Table 4 shows the categories of spin that occurred in preprints and their accompanying journal publications. Overall, 13 of 67 (19%) studies had changes in the type of spin present in the preprint versus the journal publication; 8 (12%) studies had at least one additional type of spin present in the preprint, 2 (3%) studies had at least one additional type of spin present in the journal publication. Inappropriate extrapolation or recommendations was the most frequently occurring type of spin in both preprints and journal publications (11/67, 16% of studies). This type of spin and inappropriate interpretation given the study design occurred more frequently in preprints than journal publications.
An example of inappropriate interpretation was found in both the preprint and journal publication for an open-label non-randomised trial: the study investigated the effect of hydroxychloroquine (and in combination with azithromycin) on SARS-CoV-2 viral load. They found a statistically significant viral load reduction at day 6; however, despite the small sample size and non-randomised study design, they concluded that their findings were ‘so significant’ and recommended that ‘patients with COVID-19 be treated with hydroxychloroquine and azithromycin to cure their infection and to limit the transmission of the virus to other people in order to curb the spread of COVID-19 in the world’.28 29 An example of inappropriate extrapolation or recommendations that occurred in both the preprint and journal publication is a study that recommended specific policy approaches that were not tested in the study: ‘The UK will shortly enter a new phase of the pandemic, in which extensive testing, contact tracing and isolation will be required to keep the spread of COVID-19. For this to succeed, adherence must be improved’.30 31 This observational study aimed to identify factors associated with individuals’ adherence to self-isolation and lockdown measures; the authors did not aim to investigate public adherence to testing recommendations or contact tracing, nor test their efficacy.
Sensitivity analysis
The mean time between preprint posting and journal article publication was 65.4 days (range 0–271) (online supplemental table S1). No preprints were posted after the revision, acceptance or publication dates for the accompanying journal publication. One preprint was posted the same date as the publication date. Discrepancies in study characteristics, outcome reporting and spin changed minimally when the analyses were conducted after removing seven studies where the preprint was posted up to 7 days before the revision, acceptance or publication dates of the journal publication (online supplemental table S2–S4).
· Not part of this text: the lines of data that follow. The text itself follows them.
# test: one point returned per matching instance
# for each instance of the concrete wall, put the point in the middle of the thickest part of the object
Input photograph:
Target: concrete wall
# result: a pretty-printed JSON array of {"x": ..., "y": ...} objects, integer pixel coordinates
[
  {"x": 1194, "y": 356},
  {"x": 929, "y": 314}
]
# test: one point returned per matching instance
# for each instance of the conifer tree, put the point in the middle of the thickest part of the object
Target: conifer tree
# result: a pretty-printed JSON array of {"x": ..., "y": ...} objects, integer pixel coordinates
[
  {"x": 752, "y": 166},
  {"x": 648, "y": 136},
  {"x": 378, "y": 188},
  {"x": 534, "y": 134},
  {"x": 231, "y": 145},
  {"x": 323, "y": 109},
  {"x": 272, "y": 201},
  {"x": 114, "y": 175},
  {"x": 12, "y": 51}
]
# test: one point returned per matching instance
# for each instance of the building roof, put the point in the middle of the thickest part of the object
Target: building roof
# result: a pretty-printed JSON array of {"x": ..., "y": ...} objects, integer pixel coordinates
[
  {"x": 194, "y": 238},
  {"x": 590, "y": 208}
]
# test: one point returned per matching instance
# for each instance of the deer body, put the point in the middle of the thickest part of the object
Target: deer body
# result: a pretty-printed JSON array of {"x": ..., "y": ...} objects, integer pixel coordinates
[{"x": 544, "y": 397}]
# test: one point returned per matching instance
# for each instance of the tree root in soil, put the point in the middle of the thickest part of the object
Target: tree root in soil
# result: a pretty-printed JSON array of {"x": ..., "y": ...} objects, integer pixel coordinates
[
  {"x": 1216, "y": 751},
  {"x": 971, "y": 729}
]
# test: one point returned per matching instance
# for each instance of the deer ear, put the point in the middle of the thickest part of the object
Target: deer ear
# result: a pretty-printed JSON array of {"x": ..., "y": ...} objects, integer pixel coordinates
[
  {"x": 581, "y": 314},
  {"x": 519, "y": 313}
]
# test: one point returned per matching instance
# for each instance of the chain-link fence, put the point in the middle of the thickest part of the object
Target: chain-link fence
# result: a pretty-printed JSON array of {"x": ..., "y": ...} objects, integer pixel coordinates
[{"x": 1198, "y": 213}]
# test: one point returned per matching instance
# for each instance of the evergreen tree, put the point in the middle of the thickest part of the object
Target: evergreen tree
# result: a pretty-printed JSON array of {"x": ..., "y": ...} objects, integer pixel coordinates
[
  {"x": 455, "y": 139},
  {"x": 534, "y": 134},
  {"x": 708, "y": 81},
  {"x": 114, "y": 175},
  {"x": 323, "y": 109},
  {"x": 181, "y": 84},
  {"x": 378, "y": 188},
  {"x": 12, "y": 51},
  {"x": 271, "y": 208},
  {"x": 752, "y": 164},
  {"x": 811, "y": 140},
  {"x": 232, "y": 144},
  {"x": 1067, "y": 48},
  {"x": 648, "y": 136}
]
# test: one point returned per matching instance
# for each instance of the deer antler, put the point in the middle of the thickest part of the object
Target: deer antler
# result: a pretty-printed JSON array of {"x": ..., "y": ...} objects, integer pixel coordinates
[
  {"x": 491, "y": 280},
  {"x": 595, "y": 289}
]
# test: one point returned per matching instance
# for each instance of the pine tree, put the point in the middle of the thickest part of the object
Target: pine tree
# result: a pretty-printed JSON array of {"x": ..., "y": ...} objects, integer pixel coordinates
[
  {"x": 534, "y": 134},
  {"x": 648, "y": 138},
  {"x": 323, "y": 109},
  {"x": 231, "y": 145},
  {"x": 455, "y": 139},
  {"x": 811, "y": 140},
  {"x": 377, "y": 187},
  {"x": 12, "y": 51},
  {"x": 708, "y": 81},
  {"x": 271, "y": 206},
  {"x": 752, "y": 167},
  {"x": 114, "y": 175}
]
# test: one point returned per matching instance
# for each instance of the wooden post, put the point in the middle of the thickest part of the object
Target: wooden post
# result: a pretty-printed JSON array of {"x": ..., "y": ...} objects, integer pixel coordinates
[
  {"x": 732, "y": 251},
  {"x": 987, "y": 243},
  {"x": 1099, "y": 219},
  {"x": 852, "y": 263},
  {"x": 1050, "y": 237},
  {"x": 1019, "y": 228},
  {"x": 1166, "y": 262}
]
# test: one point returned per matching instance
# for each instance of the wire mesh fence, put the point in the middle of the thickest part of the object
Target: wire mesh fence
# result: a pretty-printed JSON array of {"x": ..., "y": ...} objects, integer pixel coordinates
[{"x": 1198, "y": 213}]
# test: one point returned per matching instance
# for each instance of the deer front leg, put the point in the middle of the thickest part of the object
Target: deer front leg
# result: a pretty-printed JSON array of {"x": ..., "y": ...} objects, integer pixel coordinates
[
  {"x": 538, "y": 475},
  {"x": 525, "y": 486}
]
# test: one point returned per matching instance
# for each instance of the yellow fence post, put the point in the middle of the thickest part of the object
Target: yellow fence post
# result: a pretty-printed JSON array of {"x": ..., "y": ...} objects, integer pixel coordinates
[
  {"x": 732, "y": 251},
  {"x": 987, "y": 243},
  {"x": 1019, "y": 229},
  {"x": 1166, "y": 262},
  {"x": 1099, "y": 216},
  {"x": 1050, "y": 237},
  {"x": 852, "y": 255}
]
bmjopen-2021-051821supp001.pdf (140.8KB, pdf)
Discussion
Principal findings
Discrepancies between results reporting in preprints and their accompanying journal publications were frequent, but most often consisted of differences in content rather than a complete lack of reporting. Although infrequent, some outcomes that were not reported would have provided information that is critical for clinical decision-making, such as clinical or harm outcomes that appeared only in the journal publication. The finding that outcomes reported in journal publications were measured over a longer time frame than outcomes reported in preprints indicates that the preprints were being used to publish preliminary or interim data. Preliminary or interim findings should be clearly labelled in preprints.
Although almost half of the preprints and journal publications contained spin, there was no clear difference in the types of spin. Spin is an enduring problem in the medical literature.17 Our findings suggest that the identification and prevention of spin during journal peer review and editorial processes needs further improvement.
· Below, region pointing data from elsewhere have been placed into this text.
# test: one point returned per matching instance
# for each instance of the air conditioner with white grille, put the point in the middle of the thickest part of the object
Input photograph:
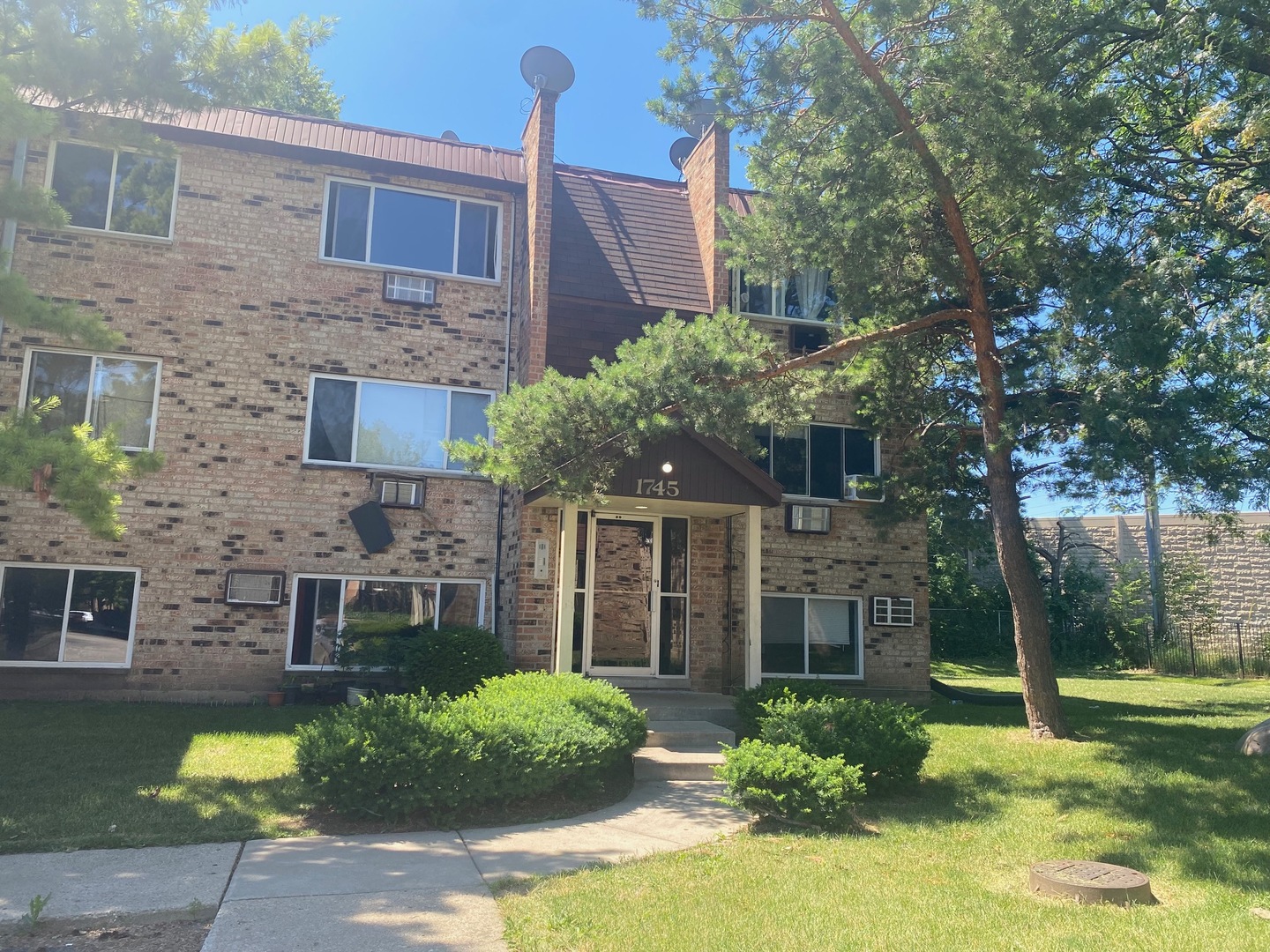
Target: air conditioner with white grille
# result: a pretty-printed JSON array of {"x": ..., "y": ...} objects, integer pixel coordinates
[
  {"x": 807, "y": 518},
  {"x": 401, "y": 493},
  {"x": 244, "y": 587},
  {"x": 409, "y": 288},
  {"x": 863, "y": 487}
]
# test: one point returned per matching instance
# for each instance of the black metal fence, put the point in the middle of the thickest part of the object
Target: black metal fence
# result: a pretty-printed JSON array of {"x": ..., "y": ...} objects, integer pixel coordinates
[{"x": 1212, "y": 651}]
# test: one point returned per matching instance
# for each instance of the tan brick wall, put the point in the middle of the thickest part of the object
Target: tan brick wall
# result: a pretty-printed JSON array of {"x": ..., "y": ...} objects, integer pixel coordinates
[{"x": 242, "y": 311}]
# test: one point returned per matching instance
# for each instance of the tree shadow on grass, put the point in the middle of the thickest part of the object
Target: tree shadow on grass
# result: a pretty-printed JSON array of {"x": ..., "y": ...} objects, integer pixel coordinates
[
  {"x": 1179, "y": 786},
  {"x": 111, "y": 775}
]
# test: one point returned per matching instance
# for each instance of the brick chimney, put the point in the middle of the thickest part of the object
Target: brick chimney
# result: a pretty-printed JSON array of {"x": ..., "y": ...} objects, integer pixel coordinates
[
  {"x": 706, "y": 173},
  {"x": 537, "y": 141}
]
More preprints reported funding source, author conflicts of interest and ethics approval than journal publications. These differences may be due to the screening requirements of medRxiv, the main source of preprints in our sample. When reported in both, journal publications included more detailed information on funding source, conflicts of interest of authors, and demographics of the population studied. Journal publications also included more tables and figures, and more extensive discussion of limitations. Some of these differences may be due to more comprehensive reporting requirements of journals. Other changes, such as more information on the study population or greater discussion of limitations, may be due to requests for additional information during peer review.
Since preprints are posted without peer review and most journal publications in our sample were likely to be peer reviewed because they were identified from PubMed, our study indirectly investigates the impact of peer review on research articles. Articles may not have been peer reviewed in similar ways. Authors may have made changes in their papers that were independent of peer review. We observed instances where peer review appeared to improve clarity (eg, more detail on measurements)32 33 or interpretation (eg, requirement to present risk differences rather than just n (%) per treatment group).34 35 Empirical evidence on the impact of peer review on manuscript quality is scarce. A study comparing submitted and published manuscripts found that the number of changes was relatively small and, similar to our study, primarily involved adding or clarifying information.13 Some of the changes requested by peer reviewers were classified as having a negative impact on reporting, such as the addition of post hoc subgroup analyses, statistical analyses that were not prespecified or optimistic conclusions that did not reflect the trial results. In our sample, additions of subgroup and statistical analyses were common between preprints and journal publications, although we did not determine their appropriateness.
A small proportion of medRxiv preprints, 14% at the end of the server’s first year, were published as journal publications.5 Therefore, our sample could be limited to studies that their authors deemed of high enough quality to be eligible for submission to a journal. Or, our sample could be limited to articles that had not been rejected by a journal. It is possible that peer review was eliminating publications that were fundamentally unsound, while more quickly processing studies that were sound and useful. Under pandemic conditions, articles may undergo fewer revisions. For example, peer reviewers may not suggest changes they think are less important, or editors may accept articles when they would have normally requested minor or major revisions. Thus, in this situation, peer review may mainly be playing the role of determining whether a study should be published in a journal or not.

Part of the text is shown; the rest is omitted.